仕事で立山のことをプレゼンテーションすることになった。子どもたちを相手なので、少しわかりやすく、これまでの画像などを取り込んでみた。実は、初めてパワーポイントなどというMSなアプリを使った。それは実に簡単で、何と言うこともなく、適当に作ってしまった。もう少し面倒だった頃、こういうものを使ってマルチメディアタイトルを作って、ちょいとした賞をいただいたことがあるのだ。
そこで、さっそくいつも使っているクライアントにつなげてみると、何とプロジェクターに出力できない。どうやら、セカンダリーのモニタのドライバがないのだ。こういうことがあるとは知らなかった。それで、こういうのを担当している部署の人に来てもらったが、実につっけんどんな対応。それで少し興奮していたんだろう。やがて、別のクライアントでデータを再生していたら、同僚が「あんまり画像で紹介したら、山に行ったときの感動がなくなるんじゃないか」と言い出した。
バカか、お前は!
山は写真か。そんなものでは、風も光も満ちてこない。これは手がかりであり、安全に山を味わうための心の前菜なのだ。
子どもにいろんなことを隠してもったいぶって提示して、喜ばす授業をする教師がいる。

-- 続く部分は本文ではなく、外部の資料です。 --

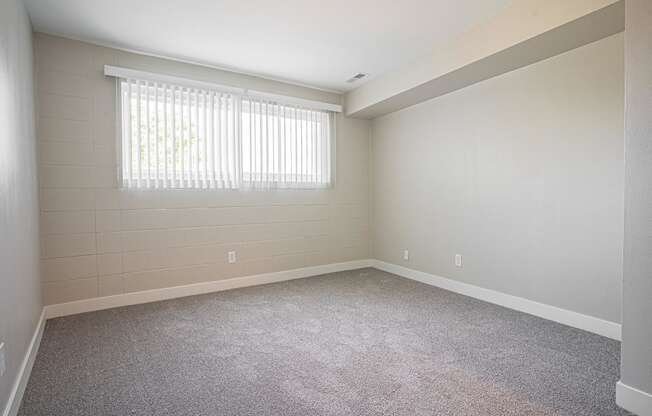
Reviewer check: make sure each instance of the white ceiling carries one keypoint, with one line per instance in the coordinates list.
(319, 43)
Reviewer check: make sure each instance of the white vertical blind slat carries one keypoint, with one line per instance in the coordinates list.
(180, 137)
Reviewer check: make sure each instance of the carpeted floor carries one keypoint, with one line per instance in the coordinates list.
(353, 343)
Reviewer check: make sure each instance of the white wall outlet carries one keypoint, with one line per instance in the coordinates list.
(232, 257)
(3, 366)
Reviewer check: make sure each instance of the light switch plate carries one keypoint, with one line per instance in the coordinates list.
(232, 257)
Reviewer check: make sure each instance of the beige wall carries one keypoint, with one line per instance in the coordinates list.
(636, 362)
(522, 174)
(99, 240)
(20, 294)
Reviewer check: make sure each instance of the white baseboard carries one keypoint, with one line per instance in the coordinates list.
(633, 400)
(18, 389)
(563, 316)
(154, 295)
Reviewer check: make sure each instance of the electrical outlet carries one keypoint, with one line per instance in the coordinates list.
(2, 359)
(232, 257)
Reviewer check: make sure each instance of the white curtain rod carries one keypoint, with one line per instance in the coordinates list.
(114, 71)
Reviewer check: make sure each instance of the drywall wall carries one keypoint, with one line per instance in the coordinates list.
(99, 240)
(636, 363)
(20, 294)
(520, 174)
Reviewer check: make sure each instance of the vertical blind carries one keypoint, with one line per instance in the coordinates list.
(175, 136)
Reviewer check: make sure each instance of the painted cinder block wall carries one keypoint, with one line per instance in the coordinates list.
(99, 240)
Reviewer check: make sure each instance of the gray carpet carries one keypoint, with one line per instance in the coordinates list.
(354, 343)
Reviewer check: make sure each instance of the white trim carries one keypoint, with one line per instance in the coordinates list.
(154, 295)
(114, 71)
(189, 61)
(542, 310)
(16, 395)
(634, 400)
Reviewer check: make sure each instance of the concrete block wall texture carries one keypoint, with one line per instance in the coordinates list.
(99, 240)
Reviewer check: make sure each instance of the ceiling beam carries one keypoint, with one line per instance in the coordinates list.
(526, 32)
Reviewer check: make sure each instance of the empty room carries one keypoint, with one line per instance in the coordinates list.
(363, 207)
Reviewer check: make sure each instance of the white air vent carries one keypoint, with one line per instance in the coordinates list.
(356, 77)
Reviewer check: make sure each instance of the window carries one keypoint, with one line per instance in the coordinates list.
(179, 136)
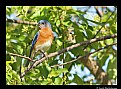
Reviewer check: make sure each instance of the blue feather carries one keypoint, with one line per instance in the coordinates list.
(33, 43)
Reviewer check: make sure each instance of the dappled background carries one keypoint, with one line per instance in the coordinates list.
(71, 25)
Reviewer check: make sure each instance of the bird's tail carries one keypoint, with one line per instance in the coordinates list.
(27, 63)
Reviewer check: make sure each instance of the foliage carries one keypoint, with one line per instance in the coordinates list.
(71, 26)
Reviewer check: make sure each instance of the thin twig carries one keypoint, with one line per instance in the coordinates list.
(21, 22)
(100, 28)
(81, 57)
(67, 49)
(13, 54)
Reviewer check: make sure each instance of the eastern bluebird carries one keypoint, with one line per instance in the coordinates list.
(42, 40)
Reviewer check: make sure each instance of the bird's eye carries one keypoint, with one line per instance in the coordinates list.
(42, 23)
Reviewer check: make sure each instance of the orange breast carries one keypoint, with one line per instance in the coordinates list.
(45, 35)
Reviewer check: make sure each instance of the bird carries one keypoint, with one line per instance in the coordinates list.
(42, 40)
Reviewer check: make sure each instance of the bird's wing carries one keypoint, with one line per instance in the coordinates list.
(34, 42)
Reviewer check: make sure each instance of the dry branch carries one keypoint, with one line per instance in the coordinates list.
(67, 49)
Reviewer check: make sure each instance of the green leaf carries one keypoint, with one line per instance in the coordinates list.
(22, 38)
(77, 79)
(58, 81)
(44, 71)
(55, 73)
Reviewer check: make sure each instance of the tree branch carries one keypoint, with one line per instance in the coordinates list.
(67, 49)
(12, 54)
(21, 22)
(82, 57)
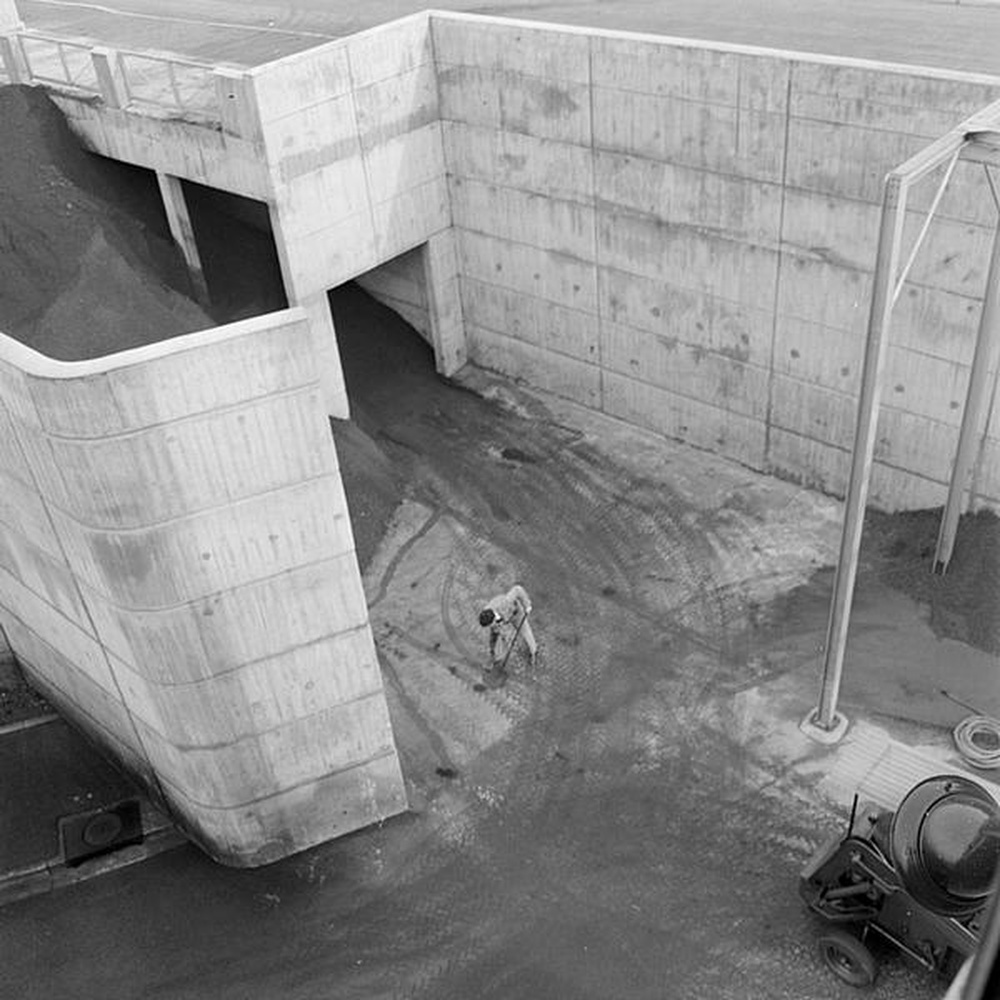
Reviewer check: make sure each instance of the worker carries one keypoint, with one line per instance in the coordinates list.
(506, 616)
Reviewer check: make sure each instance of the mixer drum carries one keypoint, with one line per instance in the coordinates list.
(945, 844)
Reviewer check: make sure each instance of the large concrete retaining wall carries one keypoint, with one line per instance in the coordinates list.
(177, 573)
(682, 235)
(679, 234)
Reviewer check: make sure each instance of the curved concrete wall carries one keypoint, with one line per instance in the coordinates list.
(680, 234)
(178, 573)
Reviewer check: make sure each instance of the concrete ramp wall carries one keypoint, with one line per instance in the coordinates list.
(177, 573)
(679, 234)
(682, 235)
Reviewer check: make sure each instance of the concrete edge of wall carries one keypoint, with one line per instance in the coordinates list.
(33, 362)
(335, 43)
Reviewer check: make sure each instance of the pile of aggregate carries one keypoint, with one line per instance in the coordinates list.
(87, 265)
(964, 602)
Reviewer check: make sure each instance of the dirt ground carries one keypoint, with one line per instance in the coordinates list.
(593, 829)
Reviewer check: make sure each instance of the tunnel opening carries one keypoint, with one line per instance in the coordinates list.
(239, 258)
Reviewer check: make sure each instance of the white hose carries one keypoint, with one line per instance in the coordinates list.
(977, 738)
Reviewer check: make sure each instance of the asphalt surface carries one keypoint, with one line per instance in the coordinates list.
(942, 33)
(593, 829)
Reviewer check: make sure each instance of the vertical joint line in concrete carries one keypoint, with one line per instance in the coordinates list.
(777, 271)
(440, 118)
(597, 227)
(164, 801)
(361, 148)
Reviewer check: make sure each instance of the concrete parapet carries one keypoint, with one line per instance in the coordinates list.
(179, 577)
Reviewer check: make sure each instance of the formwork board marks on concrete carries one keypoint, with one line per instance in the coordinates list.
(302, 612)
(825, 467)
(396, 106)
(311, 138)
(535, 50)
(328, 257)
(538, 220)
(687, 196)
(515, 160)
(685, 370)
(323, 196)
(263, 764)
(529, 319)
(559, 374)
(174, 470)
(177, 561)
(255, 698)
(45, 576)
(546, 274)
(885, 98)
(691, 72)
(193, 374)
(60, 680)
(696, 318)
(30, 619)
(952, 256)
(413, 159)
(922, 445)
(297, 818)
(548, 108)
(730, 140)
(684, 419)
(183, 149)
(410, 217)
(687, 257)
(300, 81)
(390, 51)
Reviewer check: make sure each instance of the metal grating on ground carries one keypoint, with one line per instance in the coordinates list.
(897, 768)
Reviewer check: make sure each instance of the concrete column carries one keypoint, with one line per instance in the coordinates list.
(444, 303)
(182, 231)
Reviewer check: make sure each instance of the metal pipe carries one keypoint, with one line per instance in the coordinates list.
(886, 260)
(983, 361)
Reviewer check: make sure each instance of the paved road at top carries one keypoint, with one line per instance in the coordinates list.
(942, 33)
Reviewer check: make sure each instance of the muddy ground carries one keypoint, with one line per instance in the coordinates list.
(594, 828)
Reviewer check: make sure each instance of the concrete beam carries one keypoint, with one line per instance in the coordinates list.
(179, 220)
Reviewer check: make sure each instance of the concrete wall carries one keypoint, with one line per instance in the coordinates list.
(177, 573)
(682, 235)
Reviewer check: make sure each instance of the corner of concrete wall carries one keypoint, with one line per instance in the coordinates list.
(179, 575)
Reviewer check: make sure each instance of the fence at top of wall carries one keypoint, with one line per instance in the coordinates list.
(678, 233)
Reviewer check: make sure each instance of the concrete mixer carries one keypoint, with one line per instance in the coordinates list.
(920, 877)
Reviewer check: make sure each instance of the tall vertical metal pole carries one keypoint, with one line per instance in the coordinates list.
(983, 361)
(883, 287)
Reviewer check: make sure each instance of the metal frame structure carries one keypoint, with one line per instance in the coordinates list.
(977, 139)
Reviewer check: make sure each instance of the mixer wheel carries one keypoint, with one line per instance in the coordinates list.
(846, 957)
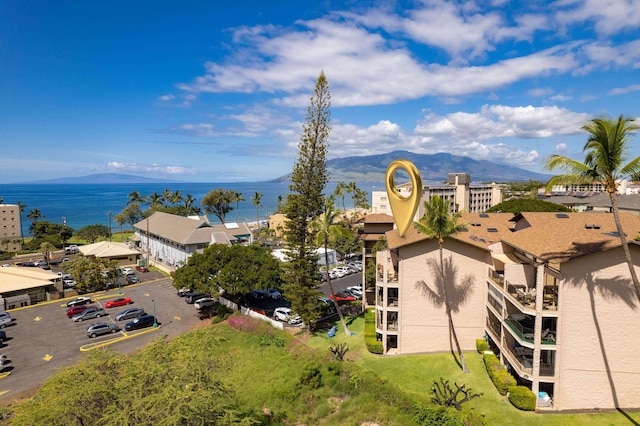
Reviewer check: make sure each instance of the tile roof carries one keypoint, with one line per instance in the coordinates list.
(185, 230)
(544, 235)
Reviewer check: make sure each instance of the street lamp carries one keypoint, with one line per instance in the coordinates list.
(155, 322)
(109, 214)
(118, 280)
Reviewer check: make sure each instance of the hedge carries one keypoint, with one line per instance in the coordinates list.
(500, 377)
(373, 345)
(482, 345)
(522, 398)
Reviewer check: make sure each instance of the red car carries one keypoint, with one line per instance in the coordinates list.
(121, 301)
(343, 297)
(75, 310)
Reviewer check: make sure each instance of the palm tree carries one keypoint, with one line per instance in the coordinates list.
(120, 219)
(255, 200)
(327, 231)
(236, 197)
(34, 215)
(438, 223)
(176, 197)
(607, 148)
(135, 197)
(340, 191)
(154, 200)
(21, 207)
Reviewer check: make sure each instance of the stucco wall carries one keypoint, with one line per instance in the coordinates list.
(423, 322)
(598, 334)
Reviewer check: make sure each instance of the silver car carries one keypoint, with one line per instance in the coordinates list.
(130, 313)
(89, 314)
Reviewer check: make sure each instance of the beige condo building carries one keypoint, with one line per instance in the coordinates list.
(550, 292)
(458, 192)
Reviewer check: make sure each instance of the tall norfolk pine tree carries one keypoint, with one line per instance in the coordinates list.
(306, 201)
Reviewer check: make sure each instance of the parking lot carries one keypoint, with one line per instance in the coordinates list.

まさしく、彼はそういうことを繰り返してきたのだろう。自分のからだで身につけた風景以外は、たいして本当の姿を感じられるものでもなく、想像は必ず現実を下回るのだ。それだから、体験とは大切なのだが、陳腐な画像をもってあたかもそこに行って来たかのような印象を持つことなど考えられない。それを平気で行ってしまうなど、彼を見損なっていた。